Look up, ladies and gentlemen – a meteor shower is on its way, and if you’re in the right place at the right time, you might get to see a rather spectacular show.
Known as the Eta Aquariids – named after their apparent radiation from the star Eta Aquarii – they are actually fragments of Halley’s Comet, which at present is at the far end of its highly elliptical orbit 5.1 billion kilometers (3.2 billion miles) from Earth, beyond the orbit of Neptune.
The annually recurring shower is already taking place, as it has been since mid-April, but it will peak on the night of May 5/the pre-dawn morning of May 6. You’ll be able to see 25-30 meteors per hour burning up in Earth’s atmosphere, if you’re lucky with the weather.

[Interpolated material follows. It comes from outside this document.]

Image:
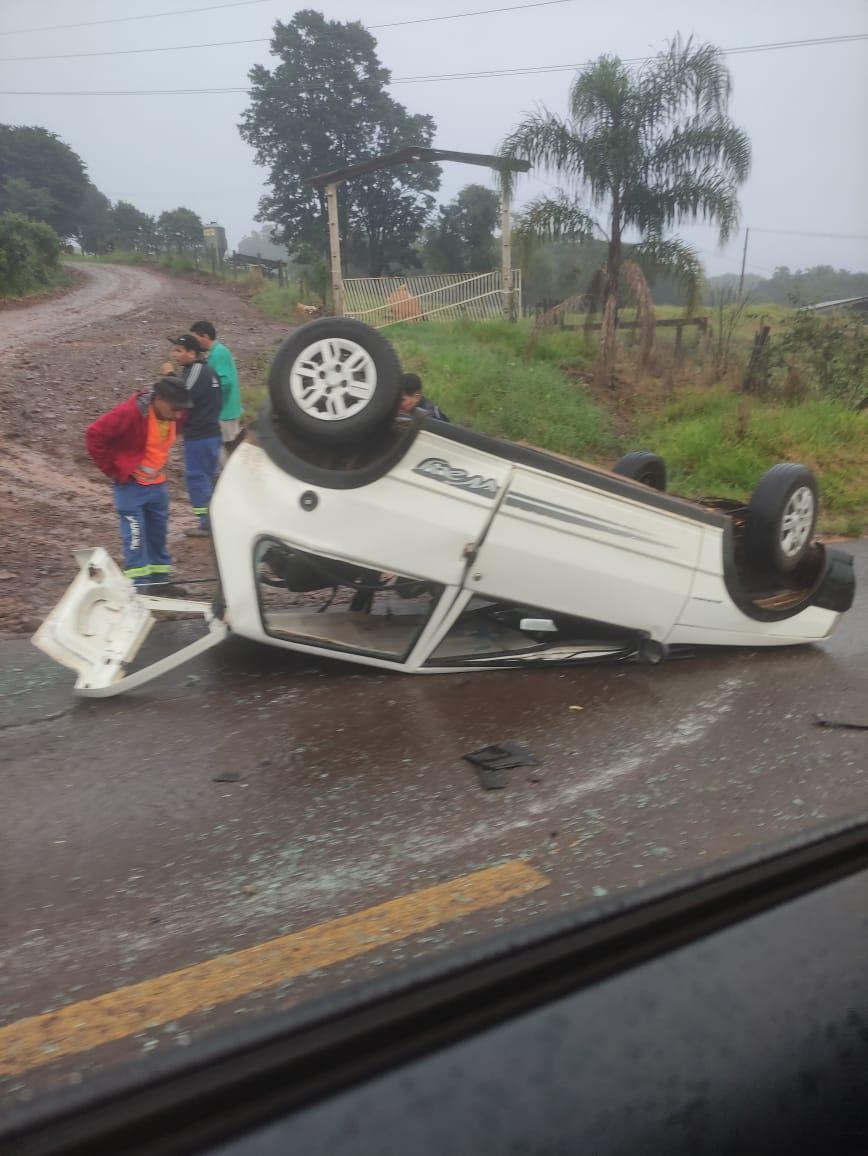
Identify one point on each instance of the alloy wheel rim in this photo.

The best place to see it will be anywhere across the tropical latitudes, but skywatchers a bit further north will still see a handful of meteors streaking across the night. If you’re based in the US, Universe Today suggests that you “find as dark a place as possible with an open view to the east and south.”
“Since twilight starts about an hour and three-quarters before your local sunrise, plan to be out watching an hour before that or around 3:30 a.m.,” they explain.
If you’re wondering when you can see Halley’s Comet itself again, then we’re afraid you’ll have to wait until 2061 to spy it.